149normes Émergentes
et hypercorrections
Soulignons, pour conclure, qu’en matière de textes dramatiques de cette époque, les vertus canoniques qu’on estime chez un correcteur compétent – clarté, précision, exactitude – peuvent s’avérer vices lorsqu’en procédant avec plus de zèle que de goût et de connaissances scéniques, il dépare plus ou moins gravement son texte en y portant tantôt des hypercorrections (erreurs), tantôt des corrections inutiles.
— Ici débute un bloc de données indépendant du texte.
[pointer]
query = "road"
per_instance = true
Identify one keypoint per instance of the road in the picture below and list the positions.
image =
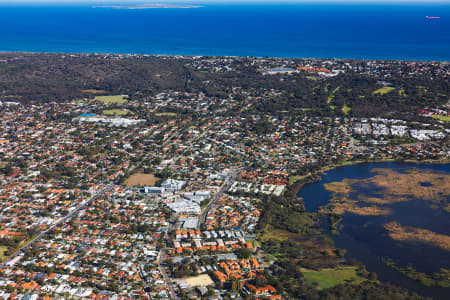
(82, 205)
(162, 256)
(225, 186)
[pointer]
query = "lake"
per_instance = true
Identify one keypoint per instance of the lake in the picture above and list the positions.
(365, 238)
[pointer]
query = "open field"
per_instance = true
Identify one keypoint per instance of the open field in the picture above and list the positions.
(346, 109)
(116, 99)
(442, 118)
(116, 112)
(271, 233)
(200, 280)
(167, 114)
(294, 178)
(141, 179)
(2, 252)
(383, 90)
(92, 91)
(327, 278)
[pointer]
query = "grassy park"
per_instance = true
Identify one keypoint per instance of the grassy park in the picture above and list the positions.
(116, 112)
(327, 278)
(383, 91)
(141, 179)
(115, 99)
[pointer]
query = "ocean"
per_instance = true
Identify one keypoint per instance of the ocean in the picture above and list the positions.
(370, 31)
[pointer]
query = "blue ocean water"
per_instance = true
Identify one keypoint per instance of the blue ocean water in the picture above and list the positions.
(388, 31)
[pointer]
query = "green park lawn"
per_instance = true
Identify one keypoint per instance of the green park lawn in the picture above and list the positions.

C’est ce que fait P et c’est alors un fastidieux pédantisme que cette « correction » qui aboutit à des expressions archaïques ou à une diction rocailleuse. Sans doute vise-t-on toujours une leçon plus précise ou plus explicite, mais en vain si c’est aux dépens du mètre et de l’écriture scénique – auxquels cas le correcteur fait preuve d’avoir plus de langue que d’oreille.
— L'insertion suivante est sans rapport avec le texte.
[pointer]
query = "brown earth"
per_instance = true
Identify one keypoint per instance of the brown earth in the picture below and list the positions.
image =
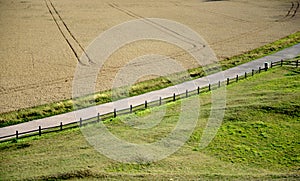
(37, 64)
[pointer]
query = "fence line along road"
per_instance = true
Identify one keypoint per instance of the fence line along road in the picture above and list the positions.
(146, 100)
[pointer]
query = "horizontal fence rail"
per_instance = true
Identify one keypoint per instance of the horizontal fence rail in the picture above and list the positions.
(131, 109)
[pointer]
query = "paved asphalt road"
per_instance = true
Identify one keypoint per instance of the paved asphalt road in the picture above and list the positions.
(151, 96)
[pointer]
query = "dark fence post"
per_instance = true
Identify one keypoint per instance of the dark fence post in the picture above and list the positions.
(40, 130)
(115, 113)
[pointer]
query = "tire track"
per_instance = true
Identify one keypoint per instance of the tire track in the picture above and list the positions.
(71, 34)
(54, 12)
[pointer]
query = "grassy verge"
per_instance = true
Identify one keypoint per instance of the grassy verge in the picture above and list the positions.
(258, 140)
(51, 109)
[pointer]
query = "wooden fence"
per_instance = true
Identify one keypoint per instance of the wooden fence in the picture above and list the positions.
(92, 120)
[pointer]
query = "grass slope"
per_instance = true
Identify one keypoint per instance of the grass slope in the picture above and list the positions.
(258, 140)
(47, 110)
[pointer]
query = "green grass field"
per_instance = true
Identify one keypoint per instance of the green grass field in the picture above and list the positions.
(24, 115)
(259, 139)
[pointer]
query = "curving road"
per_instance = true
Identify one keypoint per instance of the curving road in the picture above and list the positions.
(151, 96)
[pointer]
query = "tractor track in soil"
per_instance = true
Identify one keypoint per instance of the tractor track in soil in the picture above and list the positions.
(72, 37)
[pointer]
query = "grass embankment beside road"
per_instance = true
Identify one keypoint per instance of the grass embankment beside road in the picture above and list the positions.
(258, 140)
(64, 106)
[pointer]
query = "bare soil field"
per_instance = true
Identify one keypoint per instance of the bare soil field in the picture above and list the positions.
(39, 38)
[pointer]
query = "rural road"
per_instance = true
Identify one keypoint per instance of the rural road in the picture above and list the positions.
(151, 96)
On ne saurait donc parler de corrections, dans les textes théâtraux du xvie siècle, que là où existent des normes suffisamment stables pour avoir statut de règles, majoritairement suivies, en grammaire et usage, orthographe et prononciation (dont dépend le mètre). En 1533 on n’en est pas là. On parlera plutôt de normes en train de se mettre en place et dont certaines finiront par s’imposer, toujours de façon relative, dans ce dialecte qui ne s’appelle pas encore « francien » (terme inventé au xixe siècle) qu’on parle et qu’on écrit à Paris comme de plus en plus loin à l’entour. C’est en tout cas la langue de nos deux témoins P et V qu’on dit composés et imprimés à Neuchâtel à la même date, dans l’officine d’un imprimeur d’origine picarde ayant travaillé aussi bien à Paris qu’à Lyon. Mais qui a composé ces textes pour l’impression ? Sur un manuscrit original écrit par qui, et puis corrigé par qui ? Dans P et V nous n’avons devant nous, noir sur blanc, que des faits représentant des choix, des décisions prises avec beaucoup ou avec peu de latitude, ou pas de latitude du tout, selon le cas. Aussi avons-nous établi nos Variantes en conséquence, en respectant le fait que tel ou tel choix qui nous semble aujourd’hui évident, ne l’est devenu que par une évolution linguistique qui aurait pu prendre d’autres chemins pour aboutir ailleurs, ou pour disparaître, sans se trouver plus alors dans la bouche de nulluy –ou de nully,c’est-à-dire de personne ; et c’en est un exemple (v. 1151).
150Pour la métrique et la versification nous renvoyons à l’Introduction de la Partie II (les pièces du Recueil de Rouen), p. 327 sqq. Quant aux strophes et aux mètres, nous avons relevé dans les Notes critiques les traits qui méritent l’attention, sans ressasser les mêmes observations générales sur la versification des textes théâtraux des xve-xvie siècles que le lecteur trouvera facilement ailleurs.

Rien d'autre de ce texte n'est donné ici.